Além disso, enquanto nos países ricos, os que ganham menos recebem relativamente mais do que é a sua produtividade – beneficiando da elevada produtividade do país como um todo, que é garantida pelas lideranças -, nos países pobres quase se pode dizer que é o contrário: a remuneração das lideranças das empresas ultrapassa a sua produtividade, ou seja, ganham mais do que deviam.

É aqui que chegamos aos salários da CGD, oportunidade para se falar dos salários dos gestores portugueses. Em termos gerais, o presidente da CGD – até ao fim do ano António Domingues e a partir de Janeiro Paulo Macedo – levará para casa cerca de 15 mil euros por mês. (A conta está basicamente feita assim: 423 mil euros por ano a dividir por 14 meses e retirando cerca de metade para impostos). Isto significará que leva para casa entre 15 a 16 vezes mais do que o trabalhador que ganha menos na CGD. Assim sendo, deve acrescentar à CGD entre 15 a 16 vezes mais valor do que os seus colegas de trabalho com o salário mais baixo – admitindo que o salário mínimo não é ali praticado, caso contrario o rácio salta para 30. Será isso possível? Acrescentar 15 vezes mais valor do que quem está no nível mais baixo da tabela?

Claro que este rácio de 15 nada é quando se compara com os Estados Unidos – onde se chega aos 300. E há seguramente empresas em Portugal onde a diferença entre o salário mais alto e o mais baixo ultrapassa largamente o que se vai praticar na CGD.

O critério usado pelo Governo foi o da mediana do sector: metade dos líderes da banca ganha mais do que o presidente da CGD. Mas esse é um critério que replica o erro. Há gestores da banca que, pelos resultados, podem estar a ganhar o que merecem mas outros ainda têm de o provar. Além disso, todos acabam por ganhar mais do que é realmente a sua produtividade se levarmos em conta a produtividade do país, que é também um peso que deviam carregar, como acontece com quem está na base da pirâmide salarial.

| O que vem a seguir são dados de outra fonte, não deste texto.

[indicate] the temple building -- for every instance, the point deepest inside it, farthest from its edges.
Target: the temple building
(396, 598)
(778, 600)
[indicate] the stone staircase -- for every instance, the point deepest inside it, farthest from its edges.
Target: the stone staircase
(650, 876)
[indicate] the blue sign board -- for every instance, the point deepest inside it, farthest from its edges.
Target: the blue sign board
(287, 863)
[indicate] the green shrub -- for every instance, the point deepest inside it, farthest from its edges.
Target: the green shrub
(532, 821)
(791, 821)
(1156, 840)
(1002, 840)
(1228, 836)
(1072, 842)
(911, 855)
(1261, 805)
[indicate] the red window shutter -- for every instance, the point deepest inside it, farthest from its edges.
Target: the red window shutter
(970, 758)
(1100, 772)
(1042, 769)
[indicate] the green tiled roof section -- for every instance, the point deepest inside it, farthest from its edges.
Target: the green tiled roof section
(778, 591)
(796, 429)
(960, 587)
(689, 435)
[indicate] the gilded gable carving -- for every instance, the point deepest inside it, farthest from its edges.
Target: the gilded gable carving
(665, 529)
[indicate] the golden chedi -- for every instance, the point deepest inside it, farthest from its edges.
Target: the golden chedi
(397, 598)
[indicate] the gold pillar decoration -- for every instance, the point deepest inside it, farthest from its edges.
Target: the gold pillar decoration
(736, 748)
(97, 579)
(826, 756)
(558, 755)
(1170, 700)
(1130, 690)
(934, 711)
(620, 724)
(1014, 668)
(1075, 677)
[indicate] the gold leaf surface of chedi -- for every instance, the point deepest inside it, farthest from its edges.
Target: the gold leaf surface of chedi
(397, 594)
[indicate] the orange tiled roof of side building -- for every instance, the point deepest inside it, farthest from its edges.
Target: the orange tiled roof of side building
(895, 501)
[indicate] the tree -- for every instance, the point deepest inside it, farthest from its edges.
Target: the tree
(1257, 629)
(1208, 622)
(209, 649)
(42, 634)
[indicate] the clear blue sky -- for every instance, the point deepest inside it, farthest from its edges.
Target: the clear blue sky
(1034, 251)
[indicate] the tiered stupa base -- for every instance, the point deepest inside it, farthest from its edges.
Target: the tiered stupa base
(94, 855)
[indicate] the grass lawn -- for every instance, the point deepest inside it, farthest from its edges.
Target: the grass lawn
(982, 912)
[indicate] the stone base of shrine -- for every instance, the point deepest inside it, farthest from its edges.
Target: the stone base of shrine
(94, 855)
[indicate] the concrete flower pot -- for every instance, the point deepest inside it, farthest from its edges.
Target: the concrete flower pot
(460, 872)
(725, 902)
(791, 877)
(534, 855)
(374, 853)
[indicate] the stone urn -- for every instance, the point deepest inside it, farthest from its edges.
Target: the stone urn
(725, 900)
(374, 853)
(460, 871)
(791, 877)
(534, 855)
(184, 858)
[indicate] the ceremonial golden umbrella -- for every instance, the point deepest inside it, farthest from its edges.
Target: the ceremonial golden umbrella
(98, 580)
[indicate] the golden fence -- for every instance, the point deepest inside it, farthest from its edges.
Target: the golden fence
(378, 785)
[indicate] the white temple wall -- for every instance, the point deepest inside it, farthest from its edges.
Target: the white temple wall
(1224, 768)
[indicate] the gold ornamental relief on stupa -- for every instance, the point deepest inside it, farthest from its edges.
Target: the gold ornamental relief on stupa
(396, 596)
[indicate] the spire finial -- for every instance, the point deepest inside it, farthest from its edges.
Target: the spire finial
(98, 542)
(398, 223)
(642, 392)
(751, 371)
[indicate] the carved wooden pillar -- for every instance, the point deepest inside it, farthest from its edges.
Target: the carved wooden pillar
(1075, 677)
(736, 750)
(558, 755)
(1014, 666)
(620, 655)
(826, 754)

Argumentos como o da lei da oferta e da procura – a escassez de talentos – não colhem para justificar esses salários, pela mesma razão que não justificam a diferença salarial entre o motorista sueco e indiano. Só com um concurso internacional, aberto a qualquer pessoa do mundo, é que se podia justificar um salário elevado com a escassez de talento. A falta de pessoas para o lugar, como justificação para salários milionários, só explica em casos como o de Cristiano Ronaldo que tem o mundo como mercado.

Apoiar salários elevados na gestão das empresas é contribuir para o agravamento da desigualdade em Portugal, é ver o topo da pirâmide a apropriar-se do valor criado pela base e é, no limite, não criar os incentivos certos para o aumento da produtividade do país. Como diz Chang, são os ricos os responsáveis pela pobreza dos países pobres, são eles que têm uma produtividade mais baixa do que os seus colegas dos países ricos. Não é popular nem é populismo, é a distribuição do bolo que temos, que é pequeno por causa da baixa produtividade.